Except in America. Its so interesting to see how Edward Said's name, as well as the term 'orientalism' have become "dirty" words in the language of much of the American political and cultural elite. People who have never read the book remark with scorn that Said was a Muslim fundamentalist (he was Anglican), a hater of the west (he was a professor of English literature and loved the arts), an opponent of the Enlightenment (he was a strong humanitarian and believer in universal rights, it is the abuse and absence of these ideals in much of academia that was the focus of his work on culture) and an anti-semite (despite having many Jewish friends and co-workers and, as he pointed out, being a semite himself).
Interestingly enough, the debate over anthropology's co-option into the Iraq war is being couched in the media as a struggle over whether the discipline will remain in an ivory tower or become "relevant". Consider this odd article which mixes intelligent quotes with muddle-headed observations:
That, said George Mason University's Gusterson, points to a more fundamental issue that arose in anthropology in the 1970s: the idea that cooperation with the military ran contrary to the science's basic principles.
"You pitch a tent ... among the people you want to understand, you live with them, you catch their diseases, you eat their horrible food, you share their joys and pains," he said. "The thought that you would cultivate those relationships of trust and intimacy and then ... go to the Pentagon and say 'these are the people you should kill, these are the people you shouldn't kill,' that's extremely problematic for people with that methodology."

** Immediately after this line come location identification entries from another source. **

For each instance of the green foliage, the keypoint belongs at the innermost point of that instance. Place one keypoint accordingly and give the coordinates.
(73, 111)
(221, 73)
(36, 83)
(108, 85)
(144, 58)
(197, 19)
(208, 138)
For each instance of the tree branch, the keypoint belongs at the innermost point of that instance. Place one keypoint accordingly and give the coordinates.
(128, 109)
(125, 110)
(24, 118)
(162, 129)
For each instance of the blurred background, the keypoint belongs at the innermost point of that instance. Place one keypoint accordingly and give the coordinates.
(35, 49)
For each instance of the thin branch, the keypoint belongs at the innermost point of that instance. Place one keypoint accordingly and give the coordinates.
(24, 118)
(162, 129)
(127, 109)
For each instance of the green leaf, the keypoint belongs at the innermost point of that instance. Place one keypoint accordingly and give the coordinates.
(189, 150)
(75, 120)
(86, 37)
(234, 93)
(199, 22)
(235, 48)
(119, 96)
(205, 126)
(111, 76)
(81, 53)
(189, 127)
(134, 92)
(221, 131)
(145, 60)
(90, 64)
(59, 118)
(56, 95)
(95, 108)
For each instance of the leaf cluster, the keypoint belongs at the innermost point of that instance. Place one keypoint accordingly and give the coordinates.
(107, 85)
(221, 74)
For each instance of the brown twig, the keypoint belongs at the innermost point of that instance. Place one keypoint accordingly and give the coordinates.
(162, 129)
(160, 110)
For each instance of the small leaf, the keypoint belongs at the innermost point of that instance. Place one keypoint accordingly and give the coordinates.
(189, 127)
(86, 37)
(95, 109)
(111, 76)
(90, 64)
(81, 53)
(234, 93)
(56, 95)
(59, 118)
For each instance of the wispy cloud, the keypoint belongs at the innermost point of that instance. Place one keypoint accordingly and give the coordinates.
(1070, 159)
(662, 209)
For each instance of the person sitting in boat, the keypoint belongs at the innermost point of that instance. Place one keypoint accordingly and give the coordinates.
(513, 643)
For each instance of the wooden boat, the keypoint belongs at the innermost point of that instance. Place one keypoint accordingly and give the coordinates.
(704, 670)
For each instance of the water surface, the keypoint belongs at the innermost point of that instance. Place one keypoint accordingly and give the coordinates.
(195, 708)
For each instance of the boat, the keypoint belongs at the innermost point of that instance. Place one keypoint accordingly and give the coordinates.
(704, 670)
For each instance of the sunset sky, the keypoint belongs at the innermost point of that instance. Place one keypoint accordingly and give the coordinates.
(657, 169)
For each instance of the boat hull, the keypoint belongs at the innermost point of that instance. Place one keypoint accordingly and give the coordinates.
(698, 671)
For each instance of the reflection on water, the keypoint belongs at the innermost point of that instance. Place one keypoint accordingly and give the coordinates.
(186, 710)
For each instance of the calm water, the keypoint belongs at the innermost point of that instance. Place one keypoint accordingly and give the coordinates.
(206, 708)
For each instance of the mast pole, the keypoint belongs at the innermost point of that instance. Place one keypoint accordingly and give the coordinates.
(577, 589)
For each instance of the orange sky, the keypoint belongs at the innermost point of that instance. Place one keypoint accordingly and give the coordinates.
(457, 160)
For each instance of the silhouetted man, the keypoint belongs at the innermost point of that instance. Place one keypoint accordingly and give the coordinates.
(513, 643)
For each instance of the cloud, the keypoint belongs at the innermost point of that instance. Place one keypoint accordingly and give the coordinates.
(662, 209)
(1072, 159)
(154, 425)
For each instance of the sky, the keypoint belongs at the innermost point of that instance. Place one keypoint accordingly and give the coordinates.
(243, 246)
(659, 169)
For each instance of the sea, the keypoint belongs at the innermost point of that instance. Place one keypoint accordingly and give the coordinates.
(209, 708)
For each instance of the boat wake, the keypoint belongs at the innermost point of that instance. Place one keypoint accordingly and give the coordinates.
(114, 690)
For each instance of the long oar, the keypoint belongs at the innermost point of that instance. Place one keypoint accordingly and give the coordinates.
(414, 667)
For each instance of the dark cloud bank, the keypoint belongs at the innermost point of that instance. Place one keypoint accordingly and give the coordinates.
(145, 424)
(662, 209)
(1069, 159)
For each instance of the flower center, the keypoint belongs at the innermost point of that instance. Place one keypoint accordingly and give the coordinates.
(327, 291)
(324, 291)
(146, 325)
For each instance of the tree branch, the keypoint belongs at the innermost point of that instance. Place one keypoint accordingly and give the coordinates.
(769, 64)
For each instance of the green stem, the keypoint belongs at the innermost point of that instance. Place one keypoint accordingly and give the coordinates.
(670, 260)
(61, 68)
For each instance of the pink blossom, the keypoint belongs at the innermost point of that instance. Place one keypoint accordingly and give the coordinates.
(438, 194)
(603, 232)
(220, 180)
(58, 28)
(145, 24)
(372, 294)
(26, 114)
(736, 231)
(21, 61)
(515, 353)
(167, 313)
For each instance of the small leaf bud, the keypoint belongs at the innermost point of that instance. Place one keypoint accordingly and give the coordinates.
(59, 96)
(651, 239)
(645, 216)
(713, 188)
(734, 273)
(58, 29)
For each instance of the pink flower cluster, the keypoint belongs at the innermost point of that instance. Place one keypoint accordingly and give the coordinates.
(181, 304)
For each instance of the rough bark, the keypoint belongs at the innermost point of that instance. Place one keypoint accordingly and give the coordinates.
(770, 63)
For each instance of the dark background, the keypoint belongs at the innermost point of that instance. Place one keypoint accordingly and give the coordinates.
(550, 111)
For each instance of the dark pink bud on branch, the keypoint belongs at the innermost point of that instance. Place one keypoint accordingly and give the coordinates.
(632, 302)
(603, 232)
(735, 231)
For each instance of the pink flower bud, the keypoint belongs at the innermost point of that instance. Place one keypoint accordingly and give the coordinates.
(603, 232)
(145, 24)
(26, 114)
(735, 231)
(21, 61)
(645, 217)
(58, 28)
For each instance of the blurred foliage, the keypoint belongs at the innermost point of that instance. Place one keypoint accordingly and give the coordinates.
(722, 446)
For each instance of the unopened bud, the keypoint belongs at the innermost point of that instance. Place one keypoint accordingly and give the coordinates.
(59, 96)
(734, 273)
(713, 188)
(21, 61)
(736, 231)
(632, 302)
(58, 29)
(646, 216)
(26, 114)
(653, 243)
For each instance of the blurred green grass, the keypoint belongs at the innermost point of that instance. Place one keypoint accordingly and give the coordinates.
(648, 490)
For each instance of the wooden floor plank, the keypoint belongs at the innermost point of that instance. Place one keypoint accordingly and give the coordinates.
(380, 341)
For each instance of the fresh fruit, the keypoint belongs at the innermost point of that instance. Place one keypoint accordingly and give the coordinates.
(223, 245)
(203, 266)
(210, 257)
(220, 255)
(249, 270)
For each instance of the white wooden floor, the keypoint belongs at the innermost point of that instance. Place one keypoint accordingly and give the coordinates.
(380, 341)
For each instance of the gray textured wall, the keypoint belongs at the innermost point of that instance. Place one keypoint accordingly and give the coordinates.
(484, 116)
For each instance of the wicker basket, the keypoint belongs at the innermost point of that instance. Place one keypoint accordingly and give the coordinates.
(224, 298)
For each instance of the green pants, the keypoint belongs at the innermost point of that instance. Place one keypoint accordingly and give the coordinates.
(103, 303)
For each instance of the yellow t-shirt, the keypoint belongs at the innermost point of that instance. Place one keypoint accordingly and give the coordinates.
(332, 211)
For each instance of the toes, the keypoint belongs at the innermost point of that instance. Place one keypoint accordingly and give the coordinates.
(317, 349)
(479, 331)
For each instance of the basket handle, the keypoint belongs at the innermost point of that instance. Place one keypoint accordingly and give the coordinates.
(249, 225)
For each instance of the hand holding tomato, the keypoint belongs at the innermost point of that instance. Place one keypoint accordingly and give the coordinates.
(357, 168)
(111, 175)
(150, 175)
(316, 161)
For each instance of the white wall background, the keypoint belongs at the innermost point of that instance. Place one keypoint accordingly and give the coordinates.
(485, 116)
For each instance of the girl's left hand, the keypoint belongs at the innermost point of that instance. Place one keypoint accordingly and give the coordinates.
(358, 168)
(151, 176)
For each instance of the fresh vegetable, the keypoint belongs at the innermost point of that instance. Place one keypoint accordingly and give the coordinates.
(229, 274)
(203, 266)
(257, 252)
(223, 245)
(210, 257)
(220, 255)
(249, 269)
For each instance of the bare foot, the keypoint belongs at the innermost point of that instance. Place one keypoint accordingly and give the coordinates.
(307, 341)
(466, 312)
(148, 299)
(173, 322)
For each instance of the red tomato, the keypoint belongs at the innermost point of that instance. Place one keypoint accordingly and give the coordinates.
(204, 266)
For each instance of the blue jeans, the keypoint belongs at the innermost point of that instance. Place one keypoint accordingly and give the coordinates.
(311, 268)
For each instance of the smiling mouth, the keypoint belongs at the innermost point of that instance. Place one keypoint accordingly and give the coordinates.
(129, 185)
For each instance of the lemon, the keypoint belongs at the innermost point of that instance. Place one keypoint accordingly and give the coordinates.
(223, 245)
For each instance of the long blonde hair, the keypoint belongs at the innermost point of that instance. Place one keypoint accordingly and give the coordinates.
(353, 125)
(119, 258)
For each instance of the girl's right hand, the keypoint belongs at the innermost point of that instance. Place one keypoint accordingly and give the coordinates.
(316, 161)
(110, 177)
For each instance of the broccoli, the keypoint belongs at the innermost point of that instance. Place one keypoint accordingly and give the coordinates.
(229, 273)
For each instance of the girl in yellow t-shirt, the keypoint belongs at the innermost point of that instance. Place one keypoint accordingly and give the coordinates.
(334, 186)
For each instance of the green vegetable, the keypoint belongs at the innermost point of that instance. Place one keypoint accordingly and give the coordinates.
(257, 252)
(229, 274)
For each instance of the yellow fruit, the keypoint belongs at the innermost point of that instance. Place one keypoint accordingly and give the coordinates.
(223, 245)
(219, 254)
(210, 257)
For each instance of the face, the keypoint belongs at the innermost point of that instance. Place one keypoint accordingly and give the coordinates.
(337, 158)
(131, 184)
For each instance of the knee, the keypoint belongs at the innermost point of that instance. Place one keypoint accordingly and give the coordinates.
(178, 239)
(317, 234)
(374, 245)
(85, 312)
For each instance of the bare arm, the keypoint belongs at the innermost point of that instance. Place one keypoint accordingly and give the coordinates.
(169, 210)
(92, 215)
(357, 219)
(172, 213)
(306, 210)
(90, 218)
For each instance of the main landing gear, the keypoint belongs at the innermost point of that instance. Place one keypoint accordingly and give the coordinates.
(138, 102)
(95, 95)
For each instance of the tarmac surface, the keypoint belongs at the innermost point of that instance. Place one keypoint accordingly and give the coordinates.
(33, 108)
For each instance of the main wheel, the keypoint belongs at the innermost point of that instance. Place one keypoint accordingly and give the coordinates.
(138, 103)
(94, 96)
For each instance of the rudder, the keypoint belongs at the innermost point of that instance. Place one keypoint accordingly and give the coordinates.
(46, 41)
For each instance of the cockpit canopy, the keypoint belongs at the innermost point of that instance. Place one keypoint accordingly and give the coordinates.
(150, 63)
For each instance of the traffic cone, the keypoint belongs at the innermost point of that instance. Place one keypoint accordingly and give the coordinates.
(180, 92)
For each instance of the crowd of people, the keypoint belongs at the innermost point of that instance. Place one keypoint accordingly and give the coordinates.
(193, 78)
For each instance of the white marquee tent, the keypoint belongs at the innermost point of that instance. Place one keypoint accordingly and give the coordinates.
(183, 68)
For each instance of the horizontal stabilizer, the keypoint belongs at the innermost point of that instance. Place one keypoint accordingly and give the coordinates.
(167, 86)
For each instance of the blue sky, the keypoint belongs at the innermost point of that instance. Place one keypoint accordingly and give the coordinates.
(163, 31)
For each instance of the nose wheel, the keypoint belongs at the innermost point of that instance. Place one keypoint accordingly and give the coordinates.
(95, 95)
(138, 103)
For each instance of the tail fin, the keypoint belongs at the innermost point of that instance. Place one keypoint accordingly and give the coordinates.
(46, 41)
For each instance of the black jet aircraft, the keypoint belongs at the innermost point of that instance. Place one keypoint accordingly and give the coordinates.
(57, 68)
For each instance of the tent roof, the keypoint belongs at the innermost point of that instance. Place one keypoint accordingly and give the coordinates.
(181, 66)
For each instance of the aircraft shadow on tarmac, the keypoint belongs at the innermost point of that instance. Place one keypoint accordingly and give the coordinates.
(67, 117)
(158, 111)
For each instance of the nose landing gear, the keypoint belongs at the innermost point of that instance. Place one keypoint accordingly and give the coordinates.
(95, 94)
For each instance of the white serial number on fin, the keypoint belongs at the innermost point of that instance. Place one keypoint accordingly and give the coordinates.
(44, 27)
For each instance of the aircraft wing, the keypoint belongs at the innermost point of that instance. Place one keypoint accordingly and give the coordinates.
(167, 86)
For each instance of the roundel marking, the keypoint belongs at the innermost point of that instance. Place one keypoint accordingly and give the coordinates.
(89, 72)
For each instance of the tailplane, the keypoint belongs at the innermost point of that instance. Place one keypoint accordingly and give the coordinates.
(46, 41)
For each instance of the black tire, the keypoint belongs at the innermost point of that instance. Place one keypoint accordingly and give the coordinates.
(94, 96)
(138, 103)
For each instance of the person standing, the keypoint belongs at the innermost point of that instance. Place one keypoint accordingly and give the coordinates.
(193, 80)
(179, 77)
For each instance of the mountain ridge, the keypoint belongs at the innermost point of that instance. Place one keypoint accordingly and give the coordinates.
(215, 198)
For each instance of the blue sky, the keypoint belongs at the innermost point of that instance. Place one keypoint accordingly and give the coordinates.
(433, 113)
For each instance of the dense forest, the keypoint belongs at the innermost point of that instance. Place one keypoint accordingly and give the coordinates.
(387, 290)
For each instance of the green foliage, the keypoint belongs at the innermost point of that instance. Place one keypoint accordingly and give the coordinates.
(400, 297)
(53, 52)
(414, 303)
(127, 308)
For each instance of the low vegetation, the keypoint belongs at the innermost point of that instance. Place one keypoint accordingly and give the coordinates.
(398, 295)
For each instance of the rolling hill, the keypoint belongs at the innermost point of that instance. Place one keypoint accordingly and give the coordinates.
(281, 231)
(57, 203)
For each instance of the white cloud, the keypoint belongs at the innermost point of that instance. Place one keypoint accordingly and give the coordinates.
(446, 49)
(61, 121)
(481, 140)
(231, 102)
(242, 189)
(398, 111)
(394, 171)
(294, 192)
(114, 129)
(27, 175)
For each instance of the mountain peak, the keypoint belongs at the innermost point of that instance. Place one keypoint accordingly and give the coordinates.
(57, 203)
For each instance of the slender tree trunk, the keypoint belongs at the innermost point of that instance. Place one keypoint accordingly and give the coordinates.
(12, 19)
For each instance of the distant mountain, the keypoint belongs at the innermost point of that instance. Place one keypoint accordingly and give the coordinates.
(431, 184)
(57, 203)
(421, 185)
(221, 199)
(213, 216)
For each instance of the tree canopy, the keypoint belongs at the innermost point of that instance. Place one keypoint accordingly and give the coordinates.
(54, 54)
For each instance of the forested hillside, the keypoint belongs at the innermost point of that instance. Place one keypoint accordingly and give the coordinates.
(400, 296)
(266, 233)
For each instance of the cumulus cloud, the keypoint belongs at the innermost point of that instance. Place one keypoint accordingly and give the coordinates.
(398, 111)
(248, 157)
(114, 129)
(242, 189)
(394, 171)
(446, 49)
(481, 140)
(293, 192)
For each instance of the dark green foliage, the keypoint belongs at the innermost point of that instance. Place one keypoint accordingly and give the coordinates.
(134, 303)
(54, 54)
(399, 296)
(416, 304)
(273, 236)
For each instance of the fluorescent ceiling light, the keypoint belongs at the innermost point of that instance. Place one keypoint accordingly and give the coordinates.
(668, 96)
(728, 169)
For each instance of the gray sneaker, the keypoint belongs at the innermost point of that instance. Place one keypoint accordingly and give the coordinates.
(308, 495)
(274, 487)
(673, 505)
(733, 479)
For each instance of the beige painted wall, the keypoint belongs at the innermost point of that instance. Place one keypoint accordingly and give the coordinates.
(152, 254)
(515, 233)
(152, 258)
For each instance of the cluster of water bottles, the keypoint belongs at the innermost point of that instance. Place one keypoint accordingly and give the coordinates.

For some elder anthropologists, the discipline's recoil had by the 21st century led to practical irrelevance.
"Margaret Mead was on 'Johnny Carson' more than two dozen times," said Felix Moos, a University of Kansas anthropologist. "Today when I ask an audience can you name one internationally or nationally known anthropologist, I meet nothing but silence."
Umm... now what is the real issue here? The fact that anthropologists are attempting to become part of a society in the name of creating knowledge and "understanding" while having the ulterior motive of creating types of knowledge geared for outsiders who wish to use violence to change that society for their own purposes, or that anthropologists don't get invited to the Johnny Carson show any more?
Having said all of this, the social sciences certainly need to play a greater role in informing and educating people about the world, even if it is only to correct the assumptions of other, more directly "orientalist" social science. If the Human Terrain System is overtly problematic, other government initiatives are less easily categorised. For example, is it possible for the social sciences to inform and shape a less-imperialistic 'war on terror'? This excellent article in the New Yorker gives some food for thought on the issue. One of the anthropologists involved in the HTS has his own blog here where he also attempts to tackle the ethics of what he is doing.